Neural Additive Models for Nowcasting
This work addresses the need for interpretable models in time-series forecasting, particularly for nowcasting applications, offering a solution that balances performance and explainability.
The paper tackles the problem of interpretability in deep neural networks for multivariate nowcasting by proposing a neural additive model approach that provides explanatory importance for each input value across variables and time steps, achieving prediction accuracy comparable to state-of-the-art neural networks.
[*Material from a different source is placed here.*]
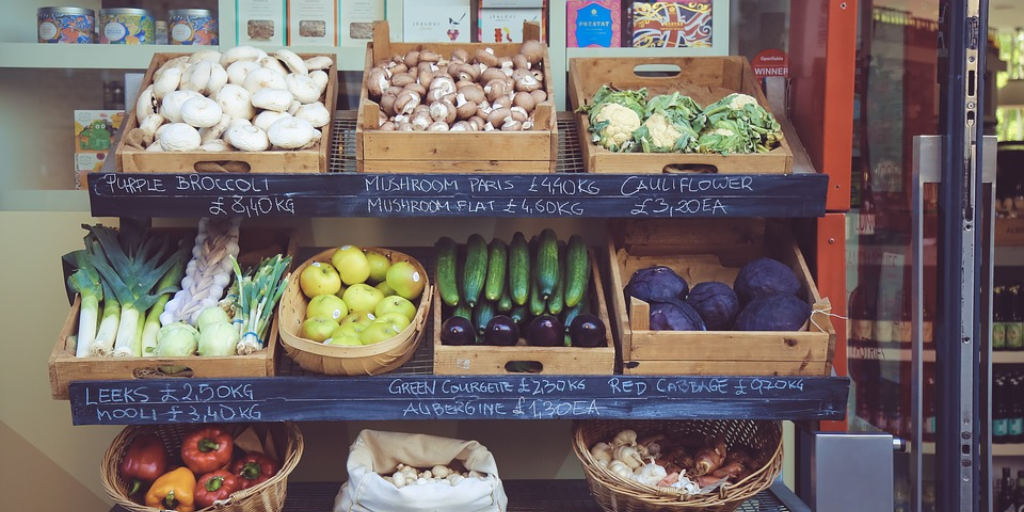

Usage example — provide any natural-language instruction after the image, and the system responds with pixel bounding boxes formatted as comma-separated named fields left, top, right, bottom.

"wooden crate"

Deep neural networks (DNNs) are one of the most highlighted methods in machine learning. However, as DNNs are black-box models, they lack explanatory power for their predictions. Recently, neural additive models (NAMs) have been proposed to provide this power while maintaining high prediction performance. In this paper, we propose a novel NAM approach for multivariate nowcasting (NC) problems, which comprise an important focus area of machine learning. For the multivariate time-series data used in NC problems, explanations should be considered for every input value to the variables at distinguishable time steps. By employing generalized additive models, the proposed NAM-NC successfully explains each input value's importance for multiple variables and time steps. Experimental results involving a toy example and two real-world datasets show that the NAM-NC predicts multivariate time-series data as accurately as state-of-the-art neural networks, while also providing the explanatory importance of each input value. We also examine parameter-sharing networks using NAM-NC to decrease their complexity, and NAM-MC's hard-tied feature net extracted explanations with good performance.